Sendo a CGD um banco público, todos os portugueses que pagam impostos têm algo a ver com o assunto. Logo, têm o direito de fazer perguntas. Quem paga, seja impostos ou outra coisa qualquer, tem o direito de questionar e de se indignar com a utilização desses recursos financeiros. O dinheiro público, seja do IVA, do IRC ou devido a quaisquer outros impostos ou fontes, não conhece divisões ou circunscrições. É tudo dinheiro público seja qual for a fonte.

Há, actualmente, um enorme rigor nas Finanças Públicas visível nas cativações e na inamovível posição, do Governo, de travagem a todo e qualquer aumento da despesa, seja com aumentos salariais da Função Pública, seja com a redução de impostos que continuam em máximos desde a troika. Mais uma vez, este rigor orçamental não está presente no que diz respeito à CGD.

Os portugueses não toleram mais esta bipolarização de comportamentos. Nuns casos, tudo é controlado e há um upper bound orçamental que não pode ser atingido. Noutras situações, o mesmo Estado apresenta-se bipolar e com um laxismo indescritível deixa esvair, tranquilamente, milhares de milhões de euros, como acontece no caso em apreço. Já percebemos que o tema é incómodo.

Temos, portanto, um Estado forte e implacável para as facturas das cabeleireiras e das oficinas de automóveis ou para aumentos salariais da Função Pública e um Estado cobarde no caso dos grandes créditos da CGD. Registam-se, tranquilamente, os incumprimentos e as subsequentes imparidades, o contribuinte paga e a fórmula repete-se ad nauseam.

O alcance deste problema é ainda mais complexo, dado que assistimos aqui ao aparecimento de “neoplasias” que vão progressivamente “metastizando” o Estado. Fica a ideia que tudo funciona até um determinado montante e a partir daí o Estado acobarda-se e deixa escapar milhares de milhões de euros. Não se percebe e muito menos se compreende o estado bipolar do Estado perante o mesmíssimo dinheiro público.

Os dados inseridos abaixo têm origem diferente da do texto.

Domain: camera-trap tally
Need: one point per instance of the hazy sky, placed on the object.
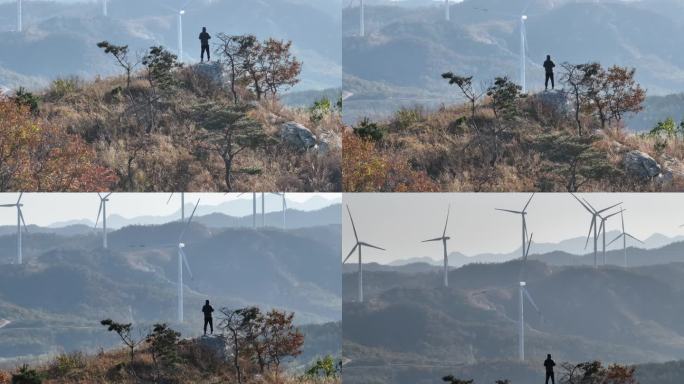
(47, 208)
(399, 222)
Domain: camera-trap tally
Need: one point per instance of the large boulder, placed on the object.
(640, 164)
(297, 136)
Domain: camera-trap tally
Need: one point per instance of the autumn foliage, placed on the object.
(36, 155)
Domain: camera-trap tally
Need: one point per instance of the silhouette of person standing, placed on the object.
(204, 39)
(548, 66)
(208, 309)
(549, 364)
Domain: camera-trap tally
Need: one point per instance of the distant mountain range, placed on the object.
(407, 48)
(65, 34)
(410, 329)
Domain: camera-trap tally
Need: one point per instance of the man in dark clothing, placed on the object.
(207, 309)
(204, 39)
(548, 66)
(549, 364)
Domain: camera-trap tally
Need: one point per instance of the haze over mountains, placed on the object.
(410, 329)
(54, 301)
(65, 34)
(407, 48)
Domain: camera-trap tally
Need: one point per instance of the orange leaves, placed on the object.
(36, 156)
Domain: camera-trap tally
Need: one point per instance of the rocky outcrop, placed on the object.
(640, 164)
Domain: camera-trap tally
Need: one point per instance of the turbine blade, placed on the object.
(617, 237)
(435, 239)
(350, 253)
(447, 221)
(180, 238)
(185, 261)
(372, 246)
(627, 234)
(356, 236)
(528, 202)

A Comissão Parlamentar de Inquérito à CGD tem, pois, um papel crucial no apuramento de responsabilidades, mas tal não chega. Hoje, a verdade já não chega. É preciso chegar à consequência. É imprescindível chegar à consequência. Há que punir todos os responsáveis e recuperar tudo o que for possível. Afinal, os portugueses já sabem o que acontece a quem ataca um banco por fora. E a quem ataca um banco, por dentro, acontece o quê?

O autor escreve de acordo com a antiga ortografia.